Skip to content

[RFC] Remote Model Reranking with LTR Feature Vectors via ML Commons #291

@rithin-pullela-aws

Description

@rithin-pullela-aws

Summary

This proposal introduces a search pipeline response processor in the Learning to Rank (LTR) plugin that enables reranking search results using a remote ML model (e.g., hosted on Amazon SageMaker) with LTR-computed feature vectors as input. The processor bridges LTR's feature logging capabilities with OpenSearch ML Commons' remote model connector framework.

Related issues:


Motivation

The current customer workflow

A common production pattern among OpenSearch LTR users is:

  1. Define feature sets in the LTR plugin (BM25 scores, term statistics, field matches, etc.)
  2. Execute a search query with LTR feature logging enabled (_ltrlog)
  3. Export the logged feature vectors out of OpenSearch to the application layer
  4. Combine them with external features (user interaction data, session context, time-based signals)
  5. Call a remote model on SageMaker from the application layer
  6. Re-sort the results in the application layer

Steps 3 through 6 happen entirely outside OpenSearch. This introduces:

  • Application complexity — ranking logic is split across the search layer and the application layer
  • Additional latency — extra network round-trips: OpenSearch → Application → SageMaker → Application
  • Operational burden — more moving parts to monitor, debug, and maintain
  • Architectural rigidity — server-side personalization and ranking experiments require application deployments

What this feature enables

Collapsing the above workflow into a single search request:

  1. Define feature sets in the LTR plugin
  2. Execute a search query → LTR logs features → pipeline processor sends feature vectors to a remote model via ML Commons → results return reranked

The ranking logic moves into the search layer, where it belongs.


Value Proposition

Remote models vs. local LTR models

The LTR plugin currently supports local model execution via RankLib (LambdaMART, MART, Random Forests, Linear Regression) and XGBoost.
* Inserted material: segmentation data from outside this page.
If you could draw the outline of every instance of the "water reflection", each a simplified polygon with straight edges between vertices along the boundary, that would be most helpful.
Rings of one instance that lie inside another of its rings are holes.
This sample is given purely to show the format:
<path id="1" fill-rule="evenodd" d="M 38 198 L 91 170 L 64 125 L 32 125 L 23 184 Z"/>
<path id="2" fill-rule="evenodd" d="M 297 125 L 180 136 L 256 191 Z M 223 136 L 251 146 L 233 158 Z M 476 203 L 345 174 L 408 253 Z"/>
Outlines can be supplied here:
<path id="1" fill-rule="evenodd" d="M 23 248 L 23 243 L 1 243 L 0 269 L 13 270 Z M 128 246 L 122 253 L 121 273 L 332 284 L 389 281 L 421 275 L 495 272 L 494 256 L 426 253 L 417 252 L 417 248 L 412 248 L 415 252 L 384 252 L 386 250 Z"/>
These models run in-process on the OpenSearch node with no network overhead.

Remote model inference via SageMaker is not a replacement for local models. It serves a fundamentally different set of requirements:

Dimension Local LTR Models Remote Models (SageMaker)
Latency Sub-millisecond per-document scoring, no network hop Network round-trip to SageMaker endpoint (typically 10-50ms per batch)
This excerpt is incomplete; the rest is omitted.